Il inspire commentaire le verdict infligé par la justice américaine au meurtrier de George Floyd. Et puis, il nous ramène aussi à nous-mêmes. Il oblige à comparaison.
Le commentaire ? Pas une critique de la sentence, mais une interrogation : ce crime a été commis sous la présidence de Trump et jugé sous celle de Biden, le changement a-t-il joué, influé ? Et avec un Trump réélu qu’eut été la décision des magistrats ?
Là, à distance, et alors que les États-Unis paraissent avoir retrouvé leur calme et surmonté les troubles des dernières élections, plus aucun doute n’est admis. Plus aucun questionnement. La plus grande démocratie du monde se dresse à nouveau, donnant pouvoirs équitables aux institutions et toute suprématie à la Loi.
Reste, maintenant, que les marques sont proches et qu’elles gardent quand même leurs effets. Le populisme de Trump et ses accointances avec l’extrême droite et les «résiduels» du vieux klu klux klan ont en quelque sorte gouverné l’Amérique pendant quatre années. Résultat: plus de 70 millions de partisans convaincus aux urnes en novembre dernier. Et des milliers de contestataires du vote final lors de l’attaque du Congrès et partout dans le pays. En plus clair, le mandat de Trump a fait comme ressurgir les anciennes tares cécessionnistes, le Schisme Nord –Sud, la «Haine du Noir», le «Racisme Blanc». Dans ces conditions, oui, le doute eut été permis. Le meurtrier de George Floyd aurait, qui sait, bénéficié d’un «meilleur sort». Les 22 ans infligés «sous Biden» résultent en tout cas d’une autre culture, d’une tout autre Amérique. Pas seulement du même Droit. En quoi cela nous ramène à nousmêmes ? Oblige à comparaison ? Hélas, dans la Tunisie de la transition démocratique, celle de la révolution de la liberté et de la dignité, les bavures policières persistent, les atteintes à des «George Floyd» restent possibles au quotidien. Sous Ben Ali, elles avaient «l’argument» de la dictature. Là, même interdites par les textes, même condamnées par les conventions, elles jouissent, encore et toujours, de l’impunité. De la lenteur de la justice et/ ou de la dissimulation des gouvernants.

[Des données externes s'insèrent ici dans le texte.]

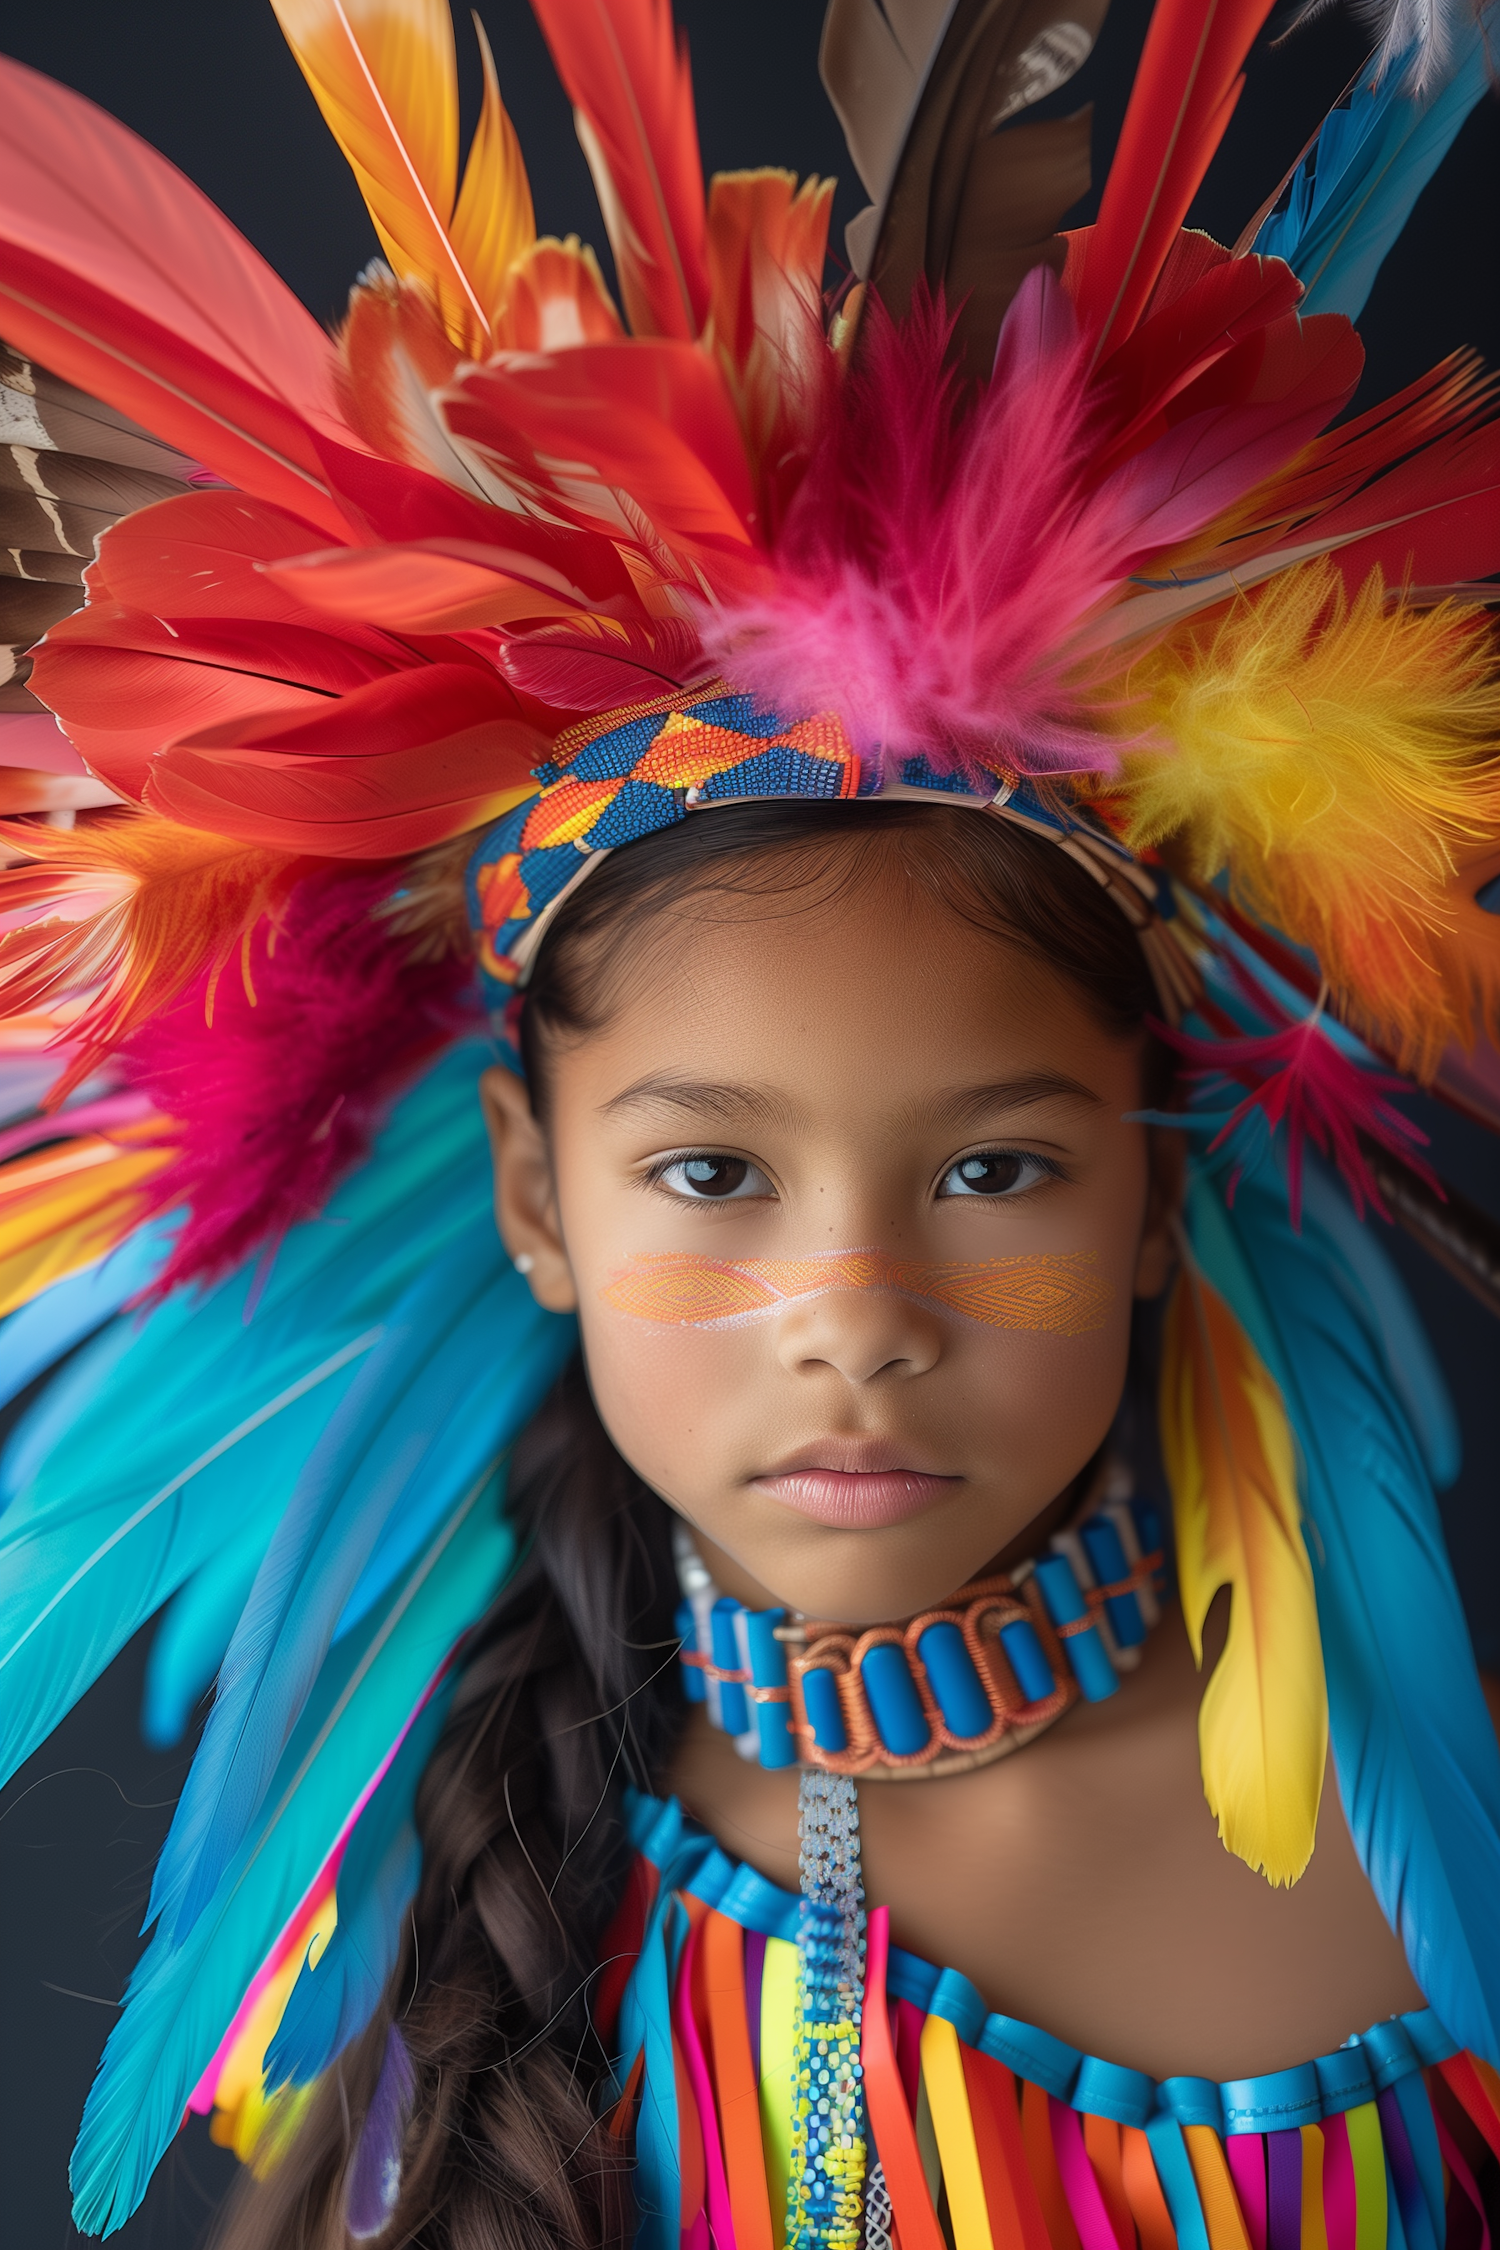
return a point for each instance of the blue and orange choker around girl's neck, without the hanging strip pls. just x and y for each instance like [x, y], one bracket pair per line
[950, 1689]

Il y a plus de 80 plaintes pour sévices policiers présentées à la magistrature depuis 2015 — a annoncé la semaine dernière le président du comité national de prévention contre la torture — mais à ce jour pas un procès initié, pas un dossier bougé. Pas un procès, pas un dossier, y compris pour l’affaire du mineur de quinze ans violenté et déshabillé par des brigadiers en patrouille début juin à Sidi Hassine. Bientôt trois semaines et déjà plus un mot sur ce scandale sans nom.

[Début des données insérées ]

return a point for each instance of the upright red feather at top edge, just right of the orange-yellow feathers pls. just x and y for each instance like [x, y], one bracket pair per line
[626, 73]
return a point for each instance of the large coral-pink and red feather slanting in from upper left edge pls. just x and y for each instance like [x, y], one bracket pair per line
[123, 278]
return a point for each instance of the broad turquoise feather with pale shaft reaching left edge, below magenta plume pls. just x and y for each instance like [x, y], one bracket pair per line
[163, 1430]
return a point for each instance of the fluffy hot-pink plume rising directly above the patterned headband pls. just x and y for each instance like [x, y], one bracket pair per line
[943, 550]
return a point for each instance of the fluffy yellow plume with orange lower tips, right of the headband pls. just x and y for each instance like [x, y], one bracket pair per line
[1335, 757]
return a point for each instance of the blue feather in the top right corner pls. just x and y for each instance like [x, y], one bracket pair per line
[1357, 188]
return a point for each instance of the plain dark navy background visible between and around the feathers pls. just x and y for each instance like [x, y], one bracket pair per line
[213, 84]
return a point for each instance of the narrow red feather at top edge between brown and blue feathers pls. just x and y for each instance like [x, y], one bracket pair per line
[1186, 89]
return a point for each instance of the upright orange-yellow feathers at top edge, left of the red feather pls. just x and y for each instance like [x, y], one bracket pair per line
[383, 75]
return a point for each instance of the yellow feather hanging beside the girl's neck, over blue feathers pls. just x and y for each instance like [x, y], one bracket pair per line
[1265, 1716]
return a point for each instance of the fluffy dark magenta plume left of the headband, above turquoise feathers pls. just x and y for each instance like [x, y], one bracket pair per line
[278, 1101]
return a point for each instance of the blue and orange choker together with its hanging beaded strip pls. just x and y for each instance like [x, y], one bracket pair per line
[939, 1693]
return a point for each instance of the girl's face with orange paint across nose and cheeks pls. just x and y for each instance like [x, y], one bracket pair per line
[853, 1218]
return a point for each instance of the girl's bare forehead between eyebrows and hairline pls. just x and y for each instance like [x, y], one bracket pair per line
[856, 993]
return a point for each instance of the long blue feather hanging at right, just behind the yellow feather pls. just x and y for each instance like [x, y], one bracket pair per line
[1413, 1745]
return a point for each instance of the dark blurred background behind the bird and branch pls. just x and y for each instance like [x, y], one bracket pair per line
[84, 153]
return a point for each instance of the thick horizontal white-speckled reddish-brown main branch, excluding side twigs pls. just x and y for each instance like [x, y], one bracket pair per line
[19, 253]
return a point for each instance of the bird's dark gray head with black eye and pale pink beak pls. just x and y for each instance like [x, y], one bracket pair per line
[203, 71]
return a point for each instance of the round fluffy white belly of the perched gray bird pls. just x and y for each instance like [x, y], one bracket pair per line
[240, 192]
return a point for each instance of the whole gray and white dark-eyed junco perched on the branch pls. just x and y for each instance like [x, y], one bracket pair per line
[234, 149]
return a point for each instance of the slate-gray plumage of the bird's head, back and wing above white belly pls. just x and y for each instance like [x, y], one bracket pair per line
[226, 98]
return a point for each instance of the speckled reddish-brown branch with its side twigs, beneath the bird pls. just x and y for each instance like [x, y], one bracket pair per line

Le Chef du gouvernement dit avoir suspendu les agents coupables, mais il se garde bien de reconnaître qu’il est responsable d’un premier communiqué officiel accusant le mineur lui-même de tous les torts, dont de «s’être drogué, enivré, déshabillé et affiché hystérie». Le nom des coupables n’est toujours pas livré à la justice. Et comme pour garantir l’impunité, les médias s’en retranchent à leur tour. Ils ont d’autres affaires à ébruiter.